Large Reasoning Models (LRMs) have shown remarkable reasoning capabilities, yet they often suffer from overthinking, expending redundant computational steps on simple problems, or underthinking, failing to explore sufficient reasoning paths despite inherent capabilities. These issues lead to inefficiencies and potential inaccuracies, limiting practical deployment in resource-constrained settings. Existing methods to mitigate overthinking, such as suppressing reflective keywords or adjusting reasoning length, may inadvertently induce underthinking, compromising accuracy. Therefore, we propose ReBalance, a training-free framework that achieves efficient reasoning with balanced thinking. ReBalance leverages confidence as a continuous indicator of reasoning dynamics, identifying overthinking through high confidence variance and underthinking via consistent overconfidence. By aggregating hidden states from a small-scale dataset into reasoning mode prototypes, we compute a steering vector to guide LRMs' reasoning trajectories. A dynamic control function modulates this vector's strength and direction based on real-time confidence, pruning redundancy during overthinking, and promoting exploration during underthinking. Extensive experiments conducted on four models ranging from 0.5B to 32B, and across nine benchmarks in math reasoning, general question answering, and coding tasks demonstrate that ReBalance effectively reduces output redundancy while improving accuracy, offering a general, training-free, and plug-and-play strategy for efficient and robust LRM deployment. Code is available at https://github.com/yu-lin-li/ReBalance .

Figures (16)

• Figure 1: Qualitative and quantitative comparisons with previous state-of-the-art methods for mitigating overthinking. (a) Given the question "For what real values of $x$ is $-4 < x^{4} + 4x^{2} < 21$?", the model first obtains intervals $(-\sqrt{3}, 0)$ and $(0, \sqrt{3})$, and then verifies if $x = 0$ is included. However, the baseline deepseek_r1 redundantly checks irrelevant values after correctly validating $x = 0$, causing overthinking. Current mitigation methods deer overly suppress necessary reflection, leading to underthinking. Our method dynamically controls the reasoning state, effectively balancing these two extremes. (b)ReBalance outperforms previous state-of-the-art method seal across multiple mathematical reasoning datasets and model scales (0.5B–32B), reducing reasoning length while simultaneously improving accuracy.

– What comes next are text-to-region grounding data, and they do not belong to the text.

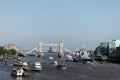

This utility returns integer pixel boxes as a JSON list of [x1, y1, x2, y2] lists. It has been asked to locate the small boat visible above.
[[56, 64, 67, 71], [22, 62, 28, 66], [65, 54, 73, 62], [17, 57, 21, 60], [23, 66, 32, 71], [31, 62, 42, 71], [13, 61, 28, 66], [11, 68, 24, 77], [37, 52, 43, 58], [18, 53, 27, 57], [49, 56, 54, 63], [14, 57, 21, 60], [53, 61, 58, 66]]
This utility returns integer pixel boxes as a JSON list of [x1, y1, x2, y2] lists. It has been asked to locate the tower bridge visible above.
[[18, 40, 71, 58], [38, 40, 64, 58]]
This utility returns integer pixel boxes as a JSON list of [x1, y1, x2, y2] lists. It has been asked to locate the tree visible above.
[[8, 49, 17, 55], [0, 47, 17, 55], [0, 47, 7, 55]]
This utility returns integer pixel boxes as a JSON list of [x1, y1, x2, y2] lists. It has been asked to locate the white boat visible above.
[[22, 62, 28, 66], [49, 56, 54, 63], [31, 62, 42, 71], [14, 61, 28, 66], [11, 68, 24, 77], [65, 54, 73, 61], [53, 61, 58, 66]]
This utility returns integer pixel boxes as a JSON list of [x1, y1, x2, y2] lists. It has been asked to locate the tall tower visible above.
[[38, 41, 43, 57], [58, 40, 64, 58], [39, 41, 43, 53]]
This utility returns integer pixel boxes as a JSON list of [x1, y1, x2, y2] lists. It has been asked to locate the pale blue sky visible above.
[[0, 0, 120, 50]]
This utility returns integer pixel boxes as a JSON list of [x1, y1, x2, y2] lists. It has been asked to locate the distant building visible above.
[[94, 40, 120, 58], [5, 43, 19, 51], [48, 46, 53, 53]]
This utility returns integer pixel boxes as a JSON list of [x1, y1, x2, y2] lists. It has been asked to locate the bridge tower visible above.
[[38, 41, 43, 57], [58, 40, 64, 58]]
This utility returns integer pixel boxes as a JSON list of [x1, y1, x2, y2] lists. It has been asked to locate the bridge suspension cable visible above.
[[18, 46, 38, 54], [64, 48, 75, 54]]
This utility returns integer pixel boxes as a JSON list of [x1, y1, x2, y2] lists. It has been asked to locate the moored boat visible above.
[[31, 62, 42, 71], [56, 64, 67, 71], [23, 66, 32, 71], [13, 61, 28, 66], [11, 68, 24, 77]]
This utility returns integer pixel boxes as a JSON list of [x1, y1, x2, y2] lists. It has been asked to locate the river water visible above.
[[0, 53, 70, 80], [1, 53, 120, 80]]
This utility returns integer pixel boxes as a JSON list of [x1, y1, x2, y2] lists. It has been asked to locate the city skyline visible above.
[[0, 0, 120, 50]]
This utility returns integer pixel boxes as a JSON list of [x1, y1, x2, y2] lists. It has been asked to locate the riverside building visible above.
[[5, 43, 19, 52], [94, 40, 120, 59]]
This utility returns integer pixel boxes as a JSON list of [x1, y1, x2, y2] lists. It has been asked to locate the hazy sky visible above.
[[0, 0, 120, 51]]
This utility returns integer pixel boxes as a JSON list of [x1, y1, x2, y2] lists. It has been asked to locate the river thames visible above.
[[0, 53, 120, 80]]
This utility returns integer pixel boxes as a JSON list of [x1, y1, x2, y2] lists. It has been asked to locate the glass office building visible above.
[[100, 42, 109, 56], [108, 41, 116, 58], [94, 40, 118, 58]]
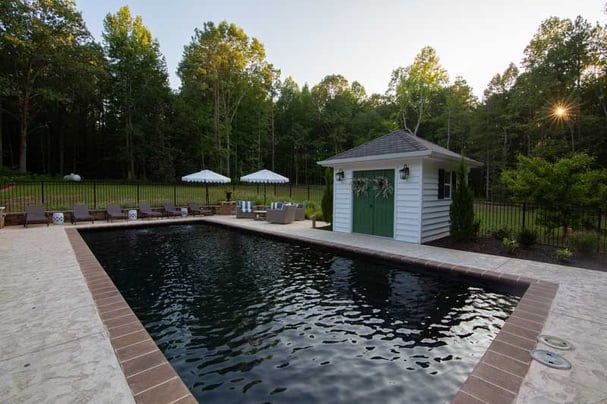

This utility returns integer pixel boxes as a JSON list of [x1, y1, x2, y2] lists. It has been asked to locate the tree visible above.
[[436, 76, 477, 152], [178, 21, 275, 177], [450, 159, 477, 241], [0, 0, 95, 172], [389, 46, 448, 136], [502, 153, 607, 236], [102, 6, 172, 180], [312, 74, 359, 155]]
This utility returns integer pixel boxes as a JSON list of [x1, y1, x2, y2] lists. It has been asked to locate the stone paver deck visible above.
[[1, 216, 606, 403]]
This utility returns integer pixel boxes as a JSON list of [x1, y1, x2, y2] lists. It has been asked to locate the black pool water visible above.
[[81, 224, 521, 403]]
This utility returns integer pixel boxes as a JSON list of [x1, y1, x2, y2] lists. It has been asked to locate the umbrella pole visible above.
[[264, 184, 267, 206], [205, 184, 209, 205]]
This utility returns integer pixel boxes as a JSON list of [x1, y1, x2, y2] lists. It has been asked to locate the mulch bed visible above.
[[427, 236, 606, 272]]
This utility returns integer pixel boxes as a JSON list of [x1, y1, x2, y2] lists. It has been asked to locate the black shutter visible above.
[[438, 169, 445, 199], [452, 171, 457, 192]]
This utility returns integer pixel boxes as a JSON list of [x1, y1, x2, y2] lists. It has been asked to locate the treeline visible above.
[[1, 1, 607, 197]]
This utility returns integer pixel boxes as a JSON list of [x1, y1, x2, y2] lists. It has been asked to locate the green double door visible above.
[[352, 169, 395, 238]]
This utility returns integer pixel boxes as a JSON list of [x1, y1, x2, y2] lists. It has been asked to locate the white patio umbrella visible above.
[[181, 169, 231, 204], [240, 169, 289, 205]]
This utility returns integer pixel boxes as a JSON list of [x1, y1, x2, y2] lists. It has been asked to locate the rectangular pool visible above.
[[81, 223, 523, 403]]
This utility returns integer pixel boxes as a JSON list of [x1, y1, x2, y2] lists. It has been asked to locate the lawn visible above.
[[0, 181, 325, 213]]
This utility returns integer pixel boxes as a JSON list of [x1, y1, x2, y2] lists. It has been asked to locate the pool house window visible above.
[[438, 169, 454, 200]]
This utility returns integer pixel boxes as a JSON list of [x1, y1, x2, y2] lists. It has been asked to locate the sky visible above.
[[75, 0, 605, 98]]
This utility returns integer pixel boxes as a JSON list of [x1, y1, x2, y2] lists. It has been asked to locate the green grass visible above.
[[0, 181, 325, 213]]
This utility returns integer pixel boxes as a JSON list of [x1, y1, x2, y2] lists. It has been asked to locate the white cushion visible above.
[[242, 200, 252, 213]]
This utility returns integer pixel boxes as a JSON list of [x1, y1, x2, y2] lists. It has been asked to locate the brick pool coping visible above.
[[65, 228, 197, 404], [67, 221, 557, 403]]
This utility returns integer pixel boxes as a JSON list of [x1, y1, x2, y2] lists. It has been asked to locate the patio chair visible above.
[[139, 203, 162, 219], [236, 200, 255, 219], [106, 203, 127, 222], [266, 204, 296, 224], [162, 202, 182, 217], [71, 203, 94, 224], [24, 205, 50, 228], [187, 202, 201, 216], [295, 203, 305, 221]]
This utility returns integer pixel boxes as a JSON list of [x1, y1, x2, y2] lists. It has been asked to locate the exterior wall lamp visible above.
[[336, 169, 345, 182], [399, 164, 410, 180]]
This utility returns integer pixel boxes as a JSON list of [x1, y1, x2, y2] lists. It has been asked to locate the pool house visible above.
[[318, 129, 482, 243]]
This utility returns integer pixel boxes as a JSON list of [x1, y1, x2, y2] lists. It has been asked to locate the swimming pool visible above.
[[81, 224, 522, 403]]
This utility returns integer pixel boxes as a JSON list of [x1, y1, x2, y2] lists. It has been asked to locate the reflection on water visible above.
[[82, 224, 521, 403]]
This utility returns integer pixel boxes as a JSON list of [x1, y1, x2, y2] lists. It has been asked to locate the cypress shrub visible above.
[[449, 159, 476, 241], [321, 167, 333, 224]]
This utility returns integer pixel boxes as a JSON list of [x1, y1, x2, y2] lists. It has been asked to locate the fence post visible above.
[[289, 183, 292, 198], [137, 184, 140, 205], [597, 209, 602, 253], [93, 182, 97, 209], [173, 183, 177, 205], [307, 184, 310, 201], [41, 181, 45, 205], [522, 203, 526, 230]]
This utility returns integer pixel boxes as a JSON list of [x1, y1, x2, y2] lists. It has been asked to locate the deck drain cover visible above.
[[530, 349, 572, 370], [538, 335, 574, 350]]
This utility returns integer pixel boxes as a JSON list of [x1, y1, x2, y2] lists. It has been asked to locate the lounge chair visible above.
[[236, 200, 255, 219], [139, 203, 162, 219], [71, 203, 94, 224], [266, 204, 296, 224], [24, 205, 50, 228], [162, 202, 182, 217], [187, 202, 202, 216], [187, 202, 214, 216], [106, 203, 127, 222]]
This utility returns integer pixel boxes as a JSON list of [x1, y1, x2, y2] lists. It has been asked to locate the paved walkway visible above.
[[1, 217, 606, 403], [0, 224, 134, 403]]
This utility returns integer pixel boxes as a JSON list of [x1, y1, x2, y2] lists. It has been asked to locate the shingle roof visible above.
[[322, 129, 479, 164]]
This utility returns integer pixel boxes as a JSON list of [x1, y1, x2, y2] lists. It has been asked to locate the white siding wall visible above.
[[330, 159, 457, 244], [420, 160, 454, 243], [394, 160, 422, 243], [333, 170, 352, 233]]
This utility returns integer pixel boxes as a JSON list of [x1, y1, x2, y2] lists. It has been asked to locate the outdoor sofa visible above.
[[270, 201, 305, 221], [294, 203, 305, 221], [266, 204, 296, 224]]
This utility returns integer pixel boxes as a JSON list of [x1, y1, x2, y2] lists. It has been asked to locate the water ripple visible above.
[[82, 224, 522, 403]]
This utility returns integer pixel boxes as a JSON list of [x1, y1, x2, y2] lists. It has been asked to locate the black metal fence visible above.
[[475, 200, 607, 253], [0, 181, 325, 213]]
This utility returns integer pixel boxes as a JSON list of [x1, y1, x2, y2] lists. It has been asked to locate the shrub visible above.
[[321, 168, 333, 224], [502, 238, 519, 254], [473, 218, 481, 238], [569, 231, 599, 256], [555, 248, 572, 262], [304, 200, 322, 220], [517, 228, 537, 248], [492, 227, 512, 241], [449, 159, 476, 241]]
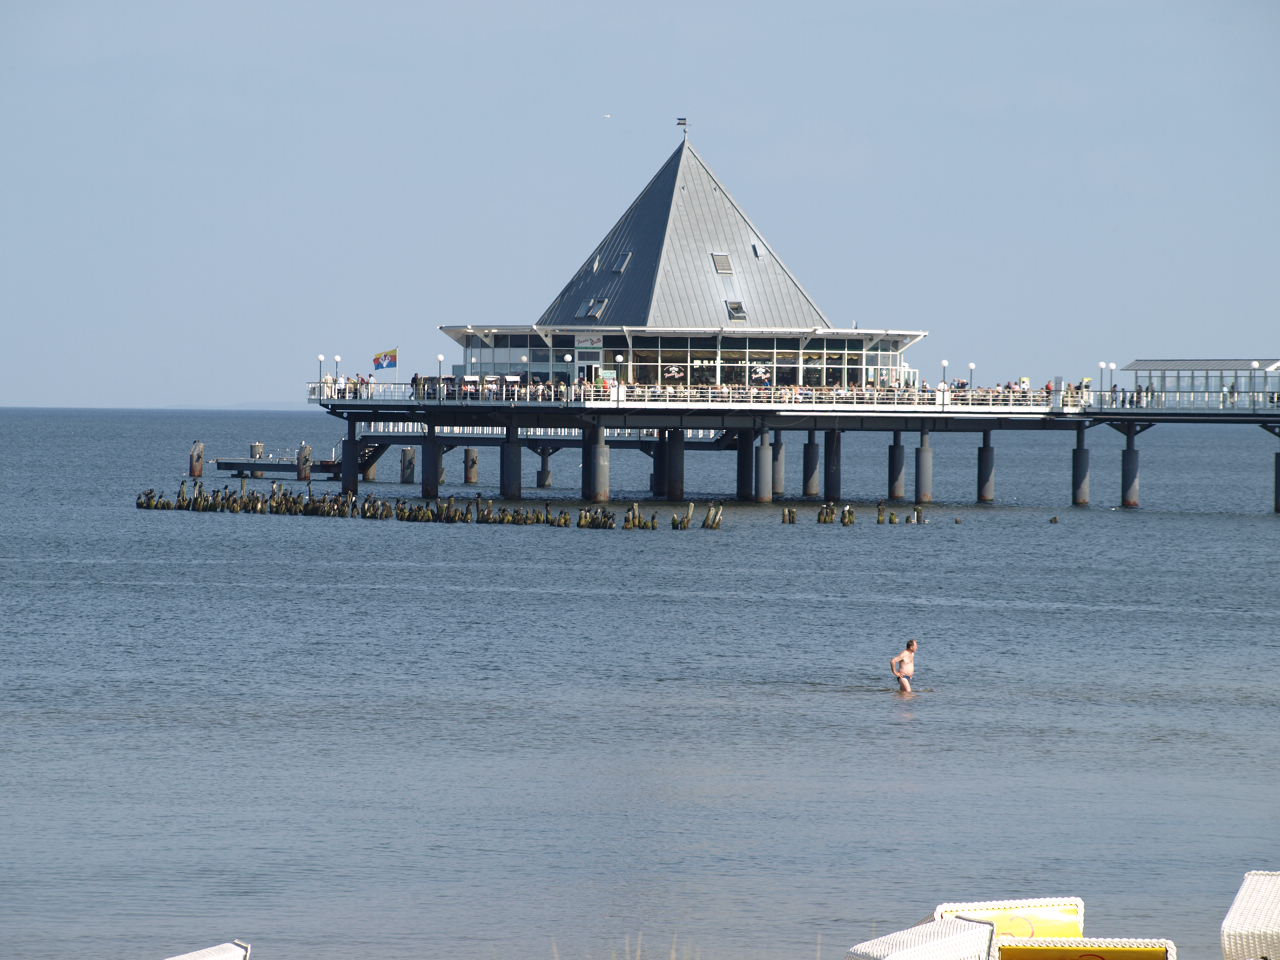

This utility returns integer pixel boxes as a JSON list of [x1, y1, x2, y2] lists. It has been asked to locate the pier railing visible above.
[[308, 381, 1065, 411], [308, 381, 1280, 415]]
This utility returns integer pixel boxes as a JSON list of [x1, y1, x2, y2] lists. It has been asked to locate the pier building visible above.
[[299, 138, 1280, 511]]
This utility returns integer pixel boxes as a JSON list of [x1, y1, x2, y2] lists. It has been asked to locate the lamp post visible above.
[[940, 360, 949, 405], [334, 354, 341, 379], [1251, 360, 1260, 409], [437, 353, 445, 402], [1098, 361, 1106, 404], [520, 355, 528, 398], [317, 354, 325, 382], [967, 361, 975, 400], [1108, 362, 1116, 394]]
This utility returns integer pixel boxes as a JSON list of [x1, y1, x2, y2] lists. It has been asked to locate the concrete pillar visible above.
[[421, 439, 442, 499], [802, 429, 820, 497], [666, 429, 686, 502], [340, 423, 359, 496], [772, 429, 785, 496], [536, 447, 553, 488], [914, 429, 933, 504], [500, 425, 522, 500], [296, 444, 312, 482], [1121, 430, 1140, 508], [189, 441, 204, 478], [1072, 426, 1090, 506], [361, 456, 378, 482], [584, 426, 610, 503], [823, 429, 842, 502], [977, 430, 995, 503], [888, 431, 906, 500], [249, 441, 265, 479], [651, 434, 669, 498], [464, 448, 480, 484], [736, 429, 754, 500], [400, 447, 416, 484], [1274, 451, 1280, 514], [755, 431, 773, 503]]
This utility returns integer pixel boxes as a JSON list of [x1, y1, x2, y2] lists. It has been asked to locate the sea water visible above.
[[2, 408, 1278, 960]]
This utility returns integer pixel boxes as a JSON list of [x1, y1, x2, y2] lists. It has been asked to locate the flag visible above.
[[373, 348, 398, 370]]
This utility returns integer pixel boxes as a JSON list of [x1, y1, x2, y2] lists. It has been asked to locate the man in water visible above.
[[890, 639, 918, 693]]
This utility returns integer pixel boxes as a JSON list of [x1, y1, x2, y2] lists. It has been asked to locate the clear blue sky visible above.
[[3, 0, 1276, 408]]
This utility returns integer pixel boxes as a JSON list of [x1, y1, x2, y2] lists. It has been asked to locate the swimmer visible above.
[[890, 639, 918, 693]]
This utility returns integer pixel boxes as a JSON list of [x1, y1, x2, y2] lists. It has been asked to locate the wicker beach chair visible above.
[[847, 917, 996, 960], [996, 937, 1175, 960], [1221, 870, 1280, 960], [934, 898, 1085, 940], [162, 942, 251, 960]]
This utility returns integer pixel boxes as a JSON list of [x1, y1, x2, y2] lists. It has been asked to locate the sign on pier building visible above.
[[440, 138, 926, 390]]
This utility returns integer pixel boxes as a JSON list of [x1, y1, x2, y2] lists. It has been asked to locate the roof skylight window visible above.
[[612, 252, 633, 274], [712, 253, 733, 274], [575, 300, 593, 319], [586, 298, 608, 319], [726, 300, 747, 321]]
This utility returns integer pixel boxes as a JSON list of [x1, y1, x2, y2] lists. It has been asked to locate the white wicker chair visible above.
[[934, 898, 1084, 940], [1222, 870, 1280, 960], [847, 917, 996, 960], [996, 937, 1175, 959], [162, 942, 251, 960]]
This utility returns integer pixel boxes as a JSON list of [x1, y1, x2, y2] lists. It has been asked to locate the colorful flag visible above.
[[373, 349, 398, 370]]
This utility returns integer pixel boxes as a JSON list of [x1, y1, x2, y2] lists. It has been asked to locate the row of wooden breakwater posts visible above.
[[135, 482, 725, 529], [132, 483, 948, 527]]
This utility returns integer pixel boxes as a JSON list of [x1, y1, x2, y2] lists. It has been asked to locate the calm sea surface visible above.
[[2, 408, 1278, 960]]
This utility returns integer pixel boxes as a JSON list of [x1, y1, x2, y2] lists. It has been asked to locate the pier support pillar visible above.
[[464, 448, 479, 485], [651, 434, 669, 498], [977, 430, 995, 503], [665, 429, 686, 502], [1072, 425, 1090, 506], [583, 425, 610, 503], [500, 425, 522, 500], [915, 429, 933, 504], [340, 421, 359, 496], [296, 444, 312, 482], [400, 447, 416, 485], [802, 430, 820, 497], [421, 437, 442, 499], [755, 431, 773, 503], [771, 429, 785, 497], [1274, 450, 1280, 514], [1121, 430, 1140, 508], [189, 441, 204, 478], [736, 430, 754, 500], [823, 430, 842, 503], [537, 447, 553, 488], [249, 442, 264, 479], [888, 431, 906, 500]]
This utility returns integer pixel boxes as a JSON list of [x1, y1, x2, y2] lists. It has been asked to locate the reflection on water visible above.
[[1, 410, 1278, 960]]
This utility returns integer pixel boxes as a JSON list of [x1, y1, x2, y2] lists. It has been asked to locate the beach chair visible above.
[[162, 942, 251, 960], [1221, 870, 1280, 960], [847, 916, 995, 960], [996, 938, 1175, 960], [934, 898, 1085, 940]]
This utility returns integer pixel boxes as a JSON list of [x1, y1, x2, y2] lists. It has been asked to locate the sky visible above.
[[2, 0, 1277, 408]]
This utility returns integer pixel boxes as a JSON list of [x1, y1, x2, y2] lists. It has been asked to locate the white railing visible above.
[[308, 381, 1064, 410], [308, 381, 1280, 415], [356, 424, 726, 440]]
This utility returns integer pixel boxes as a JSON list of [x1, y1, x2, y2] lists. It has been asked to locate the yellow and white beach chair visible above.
[[934, 898, 1085, 940], [1221, 870, 1280, 960], [995, 937, 1175, 960]]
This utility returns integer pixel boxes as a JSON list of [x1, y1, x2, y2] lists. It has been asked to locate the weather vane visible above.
[[677, 117, 688, 138]]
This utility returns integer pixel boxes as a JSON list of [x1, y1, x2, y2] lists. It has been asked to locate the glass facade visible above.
[[450, 328, 916, 387]]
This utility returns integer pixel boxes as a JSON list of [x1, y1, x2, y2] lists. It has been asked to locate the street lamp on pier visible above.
[[334, 355, 341, 379], [437, 353, 445, 403], [1251, 360, 1260, 409], [317, 354, 325, 382], [968, 361, 976, 397]]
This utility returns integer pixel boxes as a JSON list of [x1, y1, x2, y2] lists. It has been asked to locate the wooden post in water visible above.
[[249, 442, 264, 479], [189, 441, 204, 478], [296, 443, 312, 482]]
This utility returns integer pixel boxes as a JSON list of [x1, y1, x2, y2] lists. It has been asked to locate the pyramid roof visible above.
[[535, 139, 832, 330]]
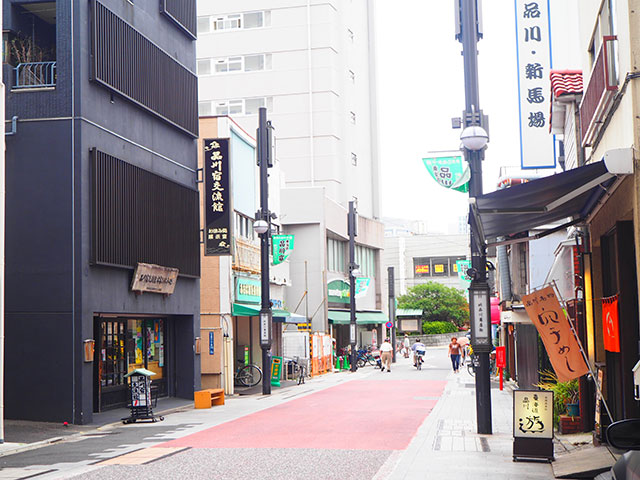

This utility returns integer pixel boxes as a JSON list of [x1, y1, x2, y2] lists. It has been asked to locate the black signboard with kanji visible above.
[[204, 138, 232, 256]]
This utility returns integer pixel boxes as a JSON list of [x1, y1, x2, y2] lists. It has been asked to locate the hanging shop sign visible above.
[[513, 390, 554, 461], [327, 278, 371, 303], [236, 277, 261, 304], [522, 286, 589, 383], [514, 0, 555, 169], [601, 295, 620, 352], [204, 138, 232, 255], [456, 259, 472, 289], [272, 234, 295, 265], [131, 263, 179, 295], [422, 154, 470, 193]]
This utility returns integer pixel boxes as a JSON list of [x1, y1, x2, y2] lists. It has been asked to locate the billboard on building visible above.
[[204, 138, 232, 255]]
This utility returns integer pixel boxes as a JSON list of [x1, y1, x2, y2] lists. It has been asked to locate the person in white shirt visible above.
[[380, 338, 393, 372], [411, 339, 427, 367]]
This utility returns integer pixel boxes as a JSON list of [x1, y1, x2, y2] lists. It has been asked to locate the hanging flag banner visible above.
[[355, 277, 371, 299], [522, 286, 589, 383], [514, 0, 555, 169], [422, 153, 470, 193], [601, 295, 620, 352], [272, 234, 294, 265], [456, 259, 472, 289]]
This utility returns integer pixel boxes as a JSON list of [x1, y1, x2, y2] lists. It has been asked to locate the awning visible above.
[[396, 309, 422, 317], [471, 155, 631, 247], [274, 312, 308, 324], [328, 310, 388, 325], [232, 303, 290, 319]]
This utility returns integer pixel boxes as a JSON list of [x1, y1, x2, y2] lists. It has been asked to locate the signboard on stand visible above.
[[513, 390, 554, 461]]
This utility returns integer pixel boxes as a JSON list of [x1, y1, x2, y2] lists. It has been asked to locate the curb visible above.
[[0, 403, 196, 458]]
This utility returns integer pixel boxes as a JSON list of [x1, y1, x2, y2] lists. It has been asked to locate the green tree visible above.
[[398, 282, 469, 328]]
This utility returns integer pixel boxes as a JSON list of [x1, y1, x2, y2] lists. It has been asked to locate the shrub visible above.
[[535, 369, 579, 427], [422, 320, 458, 335]]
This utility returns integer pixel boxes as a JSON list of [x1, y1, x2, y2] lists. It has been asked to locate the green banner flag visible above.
[[272, 234, 294, 265], [422, 154, 470, 193], [456, 259, 472, 289]]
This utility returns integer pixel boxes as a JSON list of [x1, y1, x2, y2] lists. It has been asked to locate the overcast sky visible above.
[[375, 1, 521, 232]]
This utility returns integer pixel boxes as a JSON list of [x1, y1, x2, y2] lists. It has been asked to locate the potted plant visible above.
[[536, 370, 580, 426]]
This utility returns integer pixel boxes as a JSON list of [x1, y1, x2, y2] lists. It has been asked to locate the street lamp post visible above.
[[458, 0, 492, 435], [255, 107, 273, 395], [348, 201, 359, 372]]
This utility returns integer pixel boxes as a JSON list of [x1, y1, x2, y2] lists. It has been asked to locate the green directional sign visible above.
[[272, 234, 294, 265], [422, 154, 470, 193]]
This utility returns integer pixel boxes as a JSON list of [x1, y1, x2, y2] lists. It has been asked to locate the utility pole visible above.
[[458, 0, 492, 434], [388, 267, 396, 363], [348, 201, 358, 372], [256, 107, 273, 395]]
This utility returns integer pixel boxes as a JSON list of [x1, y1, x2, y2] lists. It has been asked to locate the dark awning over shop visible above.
[[471, 157, 630, 247], [328, 310, 388, 325]]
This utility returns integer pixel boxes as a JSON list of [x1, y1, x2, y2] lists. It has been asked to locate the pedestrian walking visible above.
[[448, 337, 463, 373], [380, 337, 393, 372], [403, 334, 411, 358]]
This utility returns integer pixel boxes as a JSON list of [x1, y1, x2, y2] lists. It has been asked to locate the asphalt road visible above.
[[0, 347, 455, 480]]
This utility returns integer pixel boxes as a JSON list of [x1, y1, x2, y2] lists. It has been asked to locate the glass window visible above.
[[197, 16, 211, 34], [228, 57, 242, 72], [215, 59, 228, 73], [244, 11, 264, 29], [245, 98, 265, 115], [197, 59, 211, 75], [215, 102, 229, 115], [229, 99, 243, 115], [245, 54, 265, 72], [199, 101, 212, 116]]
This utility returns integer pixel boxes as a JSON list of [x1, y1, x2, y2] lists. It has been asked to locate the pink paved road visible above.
[[160, 379, 446, 451]]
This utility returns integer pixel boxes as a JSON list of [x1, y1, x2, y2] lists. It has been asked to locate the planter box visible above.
[[559, 414, 582, 434]]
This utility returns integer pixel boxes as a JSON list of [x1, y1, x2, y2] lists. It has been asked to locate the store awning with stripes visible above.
[[328, 310, 388, 325]]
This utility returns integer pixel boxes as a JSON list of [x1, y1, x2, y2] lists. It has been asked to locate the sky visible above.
[[374, 1, 522, 232]]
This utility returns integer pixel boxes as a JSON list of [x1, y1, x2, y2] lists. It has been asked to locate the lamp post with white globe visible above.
[[458, 0, 492, 435]]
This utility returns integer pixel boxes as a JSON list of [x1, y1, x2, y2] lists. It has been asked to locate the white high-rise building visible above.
[[197, 1, 384, 336]]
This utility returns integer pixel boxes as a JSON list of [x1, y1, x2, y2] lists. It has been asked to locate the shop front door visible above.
[[94, 317, 167, 412]]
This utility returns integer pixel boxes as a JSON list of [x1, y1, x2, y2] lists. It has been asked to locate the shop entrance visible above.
[[94, 317, 168, 412]]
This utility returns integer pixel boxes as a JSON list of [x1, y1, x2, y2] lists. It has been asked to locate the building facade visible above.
[[4, 0, 200, 423], [196, 0, 385, 339]]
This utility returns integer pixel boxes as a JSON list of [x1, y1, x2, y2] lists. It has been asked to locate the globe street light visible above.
[[253, 220, 269, 235], [460, 125, 489, 151]]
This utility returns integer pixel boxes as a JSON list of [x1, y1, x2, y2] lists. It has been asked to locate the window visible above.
[[203, 97, 272, 116], [215, 56, 242, 73], [197, 59, 211, 75], [234, 213, 254, 240], [351, 152, 357, 166], [355, 246, 376, 277], [244, 11, 264, 28], [198, 10, 271, 34], [199, 101, 212, 116], [197, 16, 210, 34], [198, 53, 272, 76], [327, 238, 346, 273]]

• Figure 2: (a) Effects of overthinking mitigation on reasoning modes. We compare the distributions of reasoning lengths for correct and incorrect predictions before and after applying overthinking mitigation methods. The reduction in reasoning lengths for correct and incorrect predictions indicates the degree to which overthinking is alleviated and underthinking is introduced, respectively. Existing methods significantly introduce underthinking, whereas our method effectively achieves a balanced reduction of both. (b) Correlation between confidence and reasoning modes. We observe that the overthinking samples exhibit higher confidence variance compared to normal samples, while underthinking samples show persistently high confidence levels.
• Figure 3: Illustration of the ReBalance framework. We first perform offline one-pass data collection on a small-scale seen dataset. At each step, the steering vector is extracted at the first token of the specified layer based on confidence, and a dynamic function is fitted according to model behaviors. During deployment, the dynamic function outputs steering weights based on the model's real-time confidence online, thus balancing between overthinking and underthinking.
• Figure 4: (a-b) Layerwise Performance of MATH-500 for (a) R1–7B and (b) QwQ–32B.(c) Sensitivity to sample size for steering vector extraction.(d) Performance with cross-domain vectors.
• Figure 5: Static $\alpha_a$ Control on MATH-500. Top: R1-7B; Bottom: QwQ--32B.